My inevitable goal is to try and distinguish "global variables" per cell. Therefore, every time when someone edits the cell, the "global variables" stored in that cell will be maintained. When someone inputs the same code in another cell, this will create a new set of "global variables" in that cell different than the ones previously defined. Thank you and sorry for the confusion!

Answer 1

I'm having a hard time understanding what you are looking for. Your example code demonstrates the problem with giving the option LocalizeVariables -> False to Manipulate, but doesn't really tell me what would you would accept as a replacement.
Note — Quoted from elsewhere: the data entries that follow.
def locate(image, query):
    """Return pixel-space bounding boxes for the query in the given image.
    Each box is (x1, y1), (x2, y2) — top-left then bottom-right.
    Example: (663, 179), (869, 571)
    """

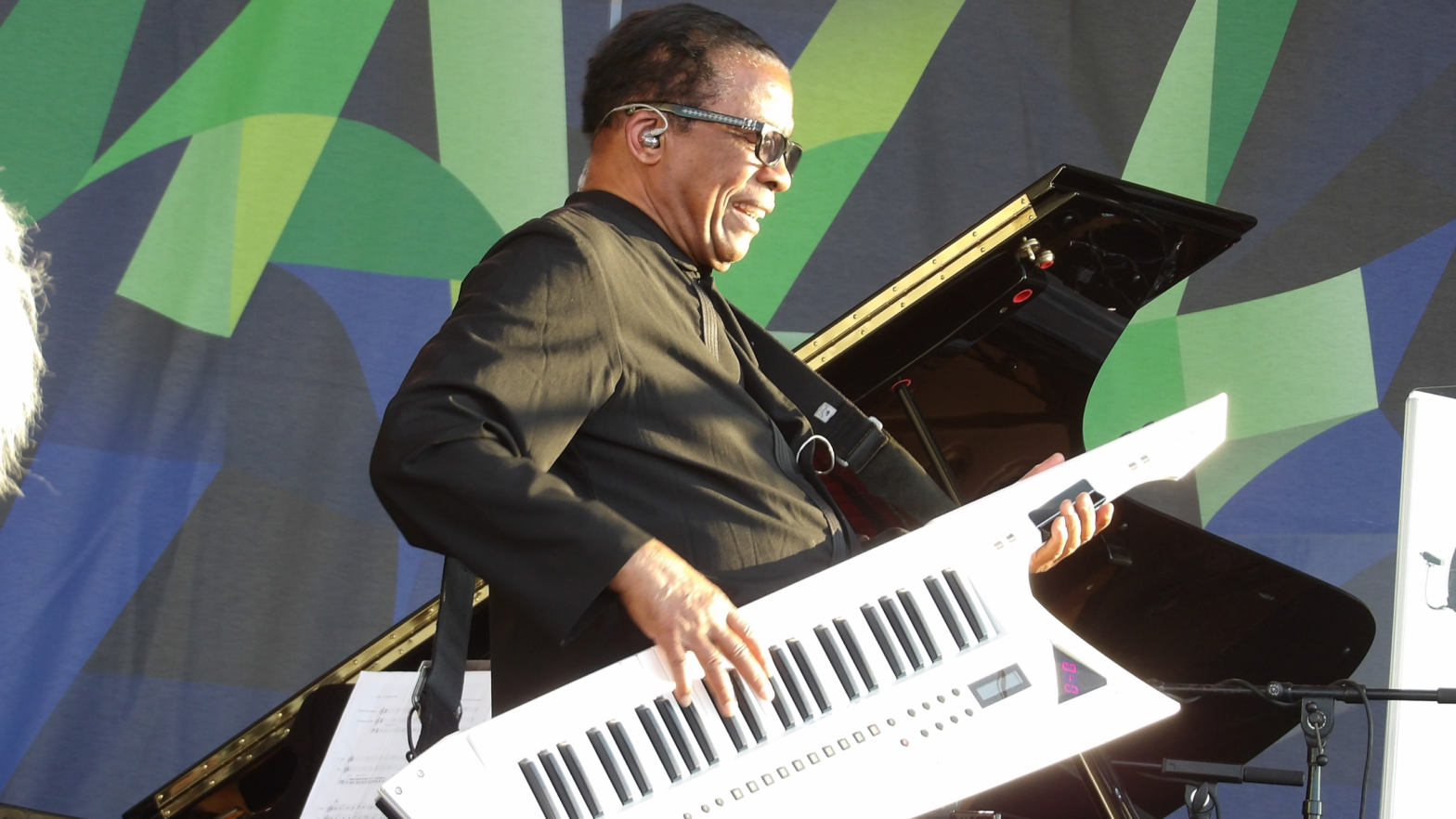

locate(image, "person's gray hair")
(0, 190), (46, 499)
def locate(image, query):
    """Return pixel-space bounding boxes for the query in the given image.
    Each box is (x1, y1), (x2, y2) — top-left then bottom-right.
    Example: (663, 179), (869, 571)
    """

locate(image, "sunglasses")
(603, 102), (804, 176)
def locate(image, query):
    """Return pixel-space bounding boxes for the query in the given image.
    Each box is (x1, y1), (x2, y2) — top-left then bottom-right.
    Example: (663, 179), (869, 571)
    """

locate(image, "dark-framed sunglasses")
(603, 102), (804, 176)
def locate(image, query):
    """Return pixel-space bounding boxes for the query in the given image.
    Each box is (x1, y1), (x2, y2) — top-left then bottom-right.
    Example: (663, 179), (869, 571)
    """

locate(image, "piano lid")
(795, 164), (1256, 401)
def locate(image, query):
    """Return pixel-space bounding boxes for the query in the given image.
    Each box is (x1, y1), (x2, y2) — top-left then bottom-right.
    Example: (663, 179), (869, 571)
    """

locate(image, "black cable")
(1333, 679), (1374, 819)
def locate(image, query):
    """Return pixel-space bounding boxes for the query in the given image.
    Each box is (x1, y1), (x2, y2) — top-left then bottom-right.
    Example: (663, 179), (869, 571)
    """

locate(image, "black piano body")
(125, 166), (1376, 819)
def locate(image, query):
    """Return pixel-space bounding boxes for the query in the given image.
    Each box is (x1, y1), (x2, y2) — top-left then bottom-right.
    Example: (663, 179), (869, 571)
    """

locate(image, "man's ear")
(623, 110), (667, 164)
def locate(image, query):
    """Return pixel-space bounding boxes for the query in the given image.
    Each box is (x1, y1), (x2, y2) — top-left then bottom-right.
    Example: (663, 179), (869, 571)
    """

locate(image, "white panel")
(1380, 391), (1456, 816)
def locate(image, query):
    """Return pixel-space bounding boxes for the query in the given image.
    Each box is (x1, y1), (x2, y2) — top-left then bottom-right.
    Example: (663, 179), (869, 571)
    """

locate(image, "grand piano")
(124, 166), (1374, 819)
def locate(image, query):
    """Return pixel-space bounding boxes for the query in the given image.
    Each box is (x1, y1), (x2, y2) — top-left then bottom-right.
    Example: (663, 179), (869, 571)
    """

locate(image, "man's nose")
(757, 159), (794, 194)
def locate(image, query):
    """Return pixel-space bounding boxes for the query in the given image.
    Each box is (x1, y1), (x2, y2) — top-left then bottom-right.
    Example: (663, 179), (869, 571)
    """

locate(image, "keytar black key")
(556, 742), (602, 817)
(879, 597), (925, 670)
(941, 568), (986, 643)
(787, 638), (833, 714)
(587, 729), (632, 804)
(636, 706), (682, 783)
(703, 685), (748, 763)
(682, 702), (726, 765)
(895, 589), (941, 663)
(834, 617), (879, 691)
(769, 676), (795, 730)
(769, 645), (814, 722)
(814, 625), (859, 701)
(536, 750), (582, 819)
(652, 696), (702, 774)
(518, 760), (561, 819)
(925, 577), (971, 650)
(728, 669), (769, 750)
(607, 720), (652, 796)
(859, 604), (905, 679)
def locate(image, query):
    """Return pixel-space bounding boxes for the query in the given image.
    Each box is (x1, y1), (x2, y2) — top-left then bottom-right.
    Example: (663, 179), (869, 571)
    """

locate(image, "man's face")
(654, 57), (794, 271)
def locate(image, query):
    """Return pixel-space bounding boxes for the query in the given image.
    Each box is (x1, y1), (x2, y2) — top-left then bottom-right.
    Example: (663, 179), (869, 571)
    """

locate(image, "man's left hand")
(1020, 452), (1112, 571)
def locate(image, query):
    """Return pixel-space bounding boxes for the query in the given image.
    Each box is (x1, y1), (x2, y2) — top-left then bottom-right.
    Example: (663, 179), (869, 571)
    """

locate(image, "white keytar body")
(379, 395), (1228, 819)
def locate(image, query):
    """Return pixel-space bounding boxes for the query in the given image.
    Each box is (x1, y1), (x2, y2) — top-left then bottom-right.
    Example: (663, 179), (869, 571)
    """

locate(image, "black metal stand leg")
(1299, 696), (1335, 819)
(890, 379), (966, 506)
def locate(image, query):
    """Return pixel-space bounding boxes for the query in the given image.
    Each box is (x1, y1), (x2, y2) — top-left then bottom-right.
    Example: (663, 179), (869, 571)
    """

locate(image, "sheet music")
(302, 671), (490, 819)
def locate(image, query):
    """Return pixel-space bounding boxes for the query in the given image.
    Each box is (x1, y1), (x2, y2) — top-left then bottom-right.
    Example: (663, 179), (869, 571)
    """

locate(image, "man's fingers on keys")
(1097, 501), (1112, 532)
(1031, 514), (1070, 573)
(728, 609), (774, 699)
(658, 642), (693, 706)
(703, 649), (738, 717)
(1073, 492), (1097, 548)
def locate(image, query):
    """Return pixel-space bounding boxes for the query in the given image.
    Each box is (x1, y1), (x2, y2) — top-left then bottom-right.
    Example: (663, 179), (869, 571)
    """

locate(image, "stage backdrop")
(0, 0), (1456, 819)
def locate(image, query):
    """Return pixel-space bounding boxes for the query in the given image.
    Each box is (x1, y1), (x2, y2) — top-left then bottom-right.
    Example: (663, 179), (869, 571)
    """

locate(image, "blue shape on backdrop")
(0, 442), (218, 783)
(35, 140), (188, 420)
(395, 535), (446, 622)
(46, 296), (228, 463)
(1207, 410), (1402, 584)
(278, 264), (450, 622)
(1361, 222), (1456, 401)
(223, 264), (389, 526)
(278, 264), (450, 417)
(0, 671), (290, 819)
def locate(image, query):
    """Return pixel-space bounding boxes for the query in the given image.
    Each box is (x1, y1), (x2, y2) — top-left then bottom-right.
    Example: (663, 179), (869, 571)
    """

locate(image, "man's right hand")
(612, 540), (774, 716)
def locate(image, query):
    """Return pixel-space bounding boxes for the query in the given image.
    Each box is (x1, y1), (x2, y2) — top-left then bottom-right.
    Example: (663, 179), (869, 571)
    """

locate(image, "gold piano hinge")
(153, 578), (490, 817)
(794, 194), (1036, 370)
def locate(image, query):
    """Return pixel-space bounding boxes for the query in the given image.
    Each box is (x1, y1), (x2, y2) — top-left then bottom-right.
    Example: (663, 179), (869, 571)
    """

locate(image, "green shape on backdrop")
(116, 123), (243, 337)
(77, 0), (393, 188)
(0, 0), (146, 218)
(1178, 269), (1379, 439)
(794, 0), (964, 149)
(1205, 0), (1294, 202)
(1123, 0), (1218, 202)
(1082, 317), (1187, 448)
(716, 134), (885, 323)
(1198, 415), (1354, 526)
(272, 120), (500, 279)
(1084, 269), (1377, 523)
(430, 0), (574, 230)
(720, 0), (962, 323)
(228, 113), (335, 328)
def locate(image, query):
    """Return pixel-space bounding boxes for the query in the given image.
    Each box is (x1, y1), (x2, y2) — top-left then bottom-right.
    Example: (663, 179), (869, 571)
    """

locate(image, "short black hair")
(581, 3), (784, 136)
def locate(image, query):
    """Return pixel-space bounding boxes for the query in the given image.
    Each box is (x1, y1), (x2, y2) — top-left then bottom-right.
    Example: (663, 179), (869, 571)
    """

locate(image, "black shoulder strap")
(410, 557), (474, 758)
(733, 307), (956, 520)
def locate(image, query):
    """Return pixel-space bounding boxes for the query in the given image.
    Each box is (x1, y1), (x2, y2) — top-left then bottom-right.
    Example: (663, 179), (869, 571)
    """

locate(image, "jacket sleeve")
(370, 220), (651, 640)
The best idea I can come up with is to memo-ize the current value of {{xmin, xmax} in a Notebook level tagging rule.

Start by initializing the tag.

CurrentValue[EvaluationNotebook[], {TaggingRules, "testplot-x-span"}] = None;

To reestablish this initial value you will need to delete any running example of Testplot and re-evaluate the above code.

Now define the interactive tool.

Clear[Testplot]

Testplot[
    signals_: {__},
    {xmin_, xmax_, step_, {xname_String, xunit_String}}] :=
  DynamicModule[{initSpan},
    Manipulate[
      CurrentValue[EvaluationNotebook[], {TaggingRules, "testplot-x-span"}] = xSpan;
      ListLinePlot[signals,
        AxesLabel -> {xunit, None},
        DataRange -> {xmin, xmax},
        PlotRange -> {xSpan, All}],
        {{xSpan, initSpan, xname}, xmin, xmax, step,
          ControlType -> IntervalSlider,
          Appearance -> "Labeled",
          Method -> "Stop",
          MinIntervalSize -> step,
          ImageSize -> {300, 25}},
           ControlPlacement -> Bottom],
    Initialization :> (
      initSpan =
        CurrentValue[EvaluationNotebook[], {TaggingRules, "testplot-x-span"}];
       If[initSpan === None, initSpan = {xmin, xmax}])]

With this definition xmin and xmax will be remembered even over re-evaluation of calls to Testplot and even re-evaluations of Testplot that don't change the memoization part of the code.

Now call Testplot with data to see how it looks

signal1 = Table[t, {t, 0, 4, 0.1}];
signal2 = Table[t^(1/2), {t, 0, 4, 0.1}];
Testplot[{signal1, signal2}, {0, 4, 0.1, {"x-Axis", "seconds"}}]

Now reduce the domain span.

Now edit the control label (from "x-Axis" to "x-span") and re-evalute Testplot.

Testplot[{signal1, signal2}, {0, 4, 0.1, {"x-span", "seconds"}}]

The label to the left of the interval slider has changed, but the reduced domain is remembered.